Expected score: E = 1 / (1 + 10^((opponent − you) / 400))

Rating change: ΔR = K × (actual − expected)

Where actual = 1 for win, 0 for loss, 0.5 for draw. Notice that 400 Elo difference corresponds to ~10:1 win odds — a 1900 player has about a 91% chance to beat a 1500 player.

The K-Factor Decision

K-factor controls how quickly your rating moves. FIDE chess uses K=40 for new players, K=20 for established (1700+), K=10 for elite (2400+). Faster K (32-40) lets new players settle into their true skill level quickly. Slower K (10-16) prevents elite players' ratings from oscillating wildly on short streaks.

Esports Variants

League of Legends, Valorant, CS2, and Dota 2 all use Elo-derived MMR systems but layer additional modifiers: LP gains based on win streaks, MMR confidence intervals (faster movement when uncertain), placement match boosts, and decay penalties for inactivity. The visible rank (Bronze/Silver/Gold) is a presentation layer over the underlying Elo.

Why 400 Elo = 10x Skill Gap

The number 400 in the formula is arbitrary but historic. Arpad Elo chose it so that one standard deviation of skill in 1960s chess populations equaled 200 points. A 200-point gap = 75% win probability. A 400-point gap = 91%. A 600-point gap = 96%. Elo is logarithmic, not linear.

Pair With Other Gaming Tools

Combine with our MMR Progression Calculator to project rank-up time, the Tournament Bracket Calculator for seeding tournaments by Elo, and the Mouse eDPI Calculator for FPS sensitivity tuning if you're grinding ranked.

Common Misconceptions

“I should never lose Elo on a win.” Correct. With proper K-factor, you always gain ≥ 0 on a win.

“Beating a low-rated opponent should give me Elo.” Yes, but very little — your expected score against a 1000-rated player is >99%, so a win nets you under 1 Elo at K=32.
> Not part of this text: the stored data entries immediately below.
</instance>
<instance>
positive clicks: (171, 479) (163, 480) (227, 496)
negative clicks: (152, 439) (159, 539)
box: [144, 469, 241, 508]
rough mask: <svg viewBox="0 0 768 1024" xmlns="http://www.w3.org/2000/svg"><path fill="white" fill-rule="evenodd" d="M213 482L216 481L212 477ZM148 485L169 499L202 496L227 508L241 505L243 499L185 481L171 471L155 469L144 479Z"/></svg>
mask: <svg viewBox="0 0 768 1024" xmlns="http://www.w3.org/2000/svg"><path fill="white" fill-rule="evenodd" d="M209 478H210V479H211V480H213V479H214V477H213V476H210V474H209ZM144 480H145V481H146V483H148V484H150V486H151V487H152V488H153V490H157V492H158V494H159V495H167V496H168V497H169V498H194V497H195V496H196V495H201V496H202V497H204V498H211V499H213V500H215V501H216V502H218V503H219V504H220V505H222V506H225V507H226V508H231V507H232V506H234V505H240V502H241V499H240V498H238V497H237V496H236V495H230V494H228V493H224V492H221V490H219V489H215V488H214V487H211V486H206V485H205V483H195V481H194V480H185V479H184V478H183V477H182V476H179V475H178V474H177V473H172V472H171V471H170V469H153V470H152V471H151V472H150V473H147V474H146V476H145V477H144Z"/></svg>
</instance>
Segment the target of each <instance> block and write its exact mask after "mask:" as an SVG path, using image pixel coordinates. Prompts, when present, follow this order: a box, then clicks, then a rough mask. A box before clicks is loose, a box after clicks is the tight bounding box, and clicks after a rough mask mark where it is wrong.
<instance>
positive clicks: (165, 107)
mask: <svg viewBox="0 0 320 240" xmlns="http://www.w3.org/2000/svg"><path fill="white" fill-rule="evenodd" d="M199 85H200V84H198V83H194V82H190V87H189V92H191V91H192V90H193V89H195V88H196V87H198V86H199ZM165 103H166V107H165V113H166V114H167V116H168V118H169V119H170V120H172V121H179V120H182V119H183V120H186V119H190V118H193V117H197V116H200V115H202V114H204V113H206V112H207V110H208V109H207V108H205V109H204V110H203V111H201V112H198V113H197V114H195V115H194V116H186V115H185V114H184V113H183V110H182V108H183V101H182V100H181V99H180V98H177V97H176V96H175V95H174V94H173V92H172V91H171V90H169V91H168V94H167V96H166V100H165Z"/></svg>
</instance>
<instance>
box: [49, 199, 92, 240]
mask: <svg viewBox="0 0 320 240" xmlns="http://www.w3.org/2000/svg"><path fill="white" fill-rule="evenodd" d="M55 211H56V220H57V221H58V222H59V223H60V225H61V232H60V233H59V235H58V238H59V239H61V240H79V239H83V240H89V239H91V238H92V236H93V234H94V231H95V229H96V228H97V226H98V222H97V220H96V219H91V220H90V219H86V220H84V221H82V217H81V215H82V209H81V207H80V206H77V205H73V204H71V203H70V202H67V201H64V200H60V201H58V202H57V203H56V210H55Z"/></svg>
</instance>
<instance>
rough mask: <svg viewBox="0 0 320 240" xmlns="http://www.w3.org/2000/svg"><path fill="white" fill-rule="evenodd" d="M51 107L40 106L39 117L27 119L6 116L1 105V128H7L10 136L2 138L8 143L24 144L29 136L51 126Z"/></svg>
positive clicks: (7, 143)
“Elo measures absolute skill.” No. Elo measures relative skill within a rated population. A 2000 in chess is not directly comparable to a 2000 in any other game.

Frequently Asked Questions

What is Elo and how does it work?
Elo is a rating system invented by Arpad Elo for chess. It assigns each player a number that predicts their win probability against any other rated player. The system updates after each match: winners gain points, losers lose points, with the magnitude depending on the rating gap and the K-factor.
What's a typical K-factor?
K=32 is the FIDE standard for new players (under 30 games). K=24 for established players (1500-2400). K=16 for elite players (2400+). Higher K-factor means ratings move faster — useful for new players who need to find their level quickly. Esports games like CS2 use K-factors that vary by ranked tier.
What does the expected score mean?
Expected score is your win probability against this opponent. If your expected score is 0.75, you're predicted to win 75% of the time. If you actually win, you gain a small amount of Elo (you were favored). If you lose to a much weaker opponent, you lose a lot.
How is Elo different from MMR?
MMR (Matchmaking Rating) is conceptually similar to Elo but typically hidden from players. League of Legends, Valorant, and CS2 all use Elo-derived MMR systems internally, then expose a visible rank tier (Iron/Bronze/Silver/Gold/Plat/Diamond) that maps to MMR ranges. Different game internals tweak the formula.
Can I lose Elo for winning?
No. With a properly implemented K-factor, you always gain at least 0 Elo for a win and lose at most all of K-factor for a loss. Some game systems apply additional modifiers (LP gain modifiers in League, MMR confidence intervals in chess.com), which can create the illusion of Elo loss after a win.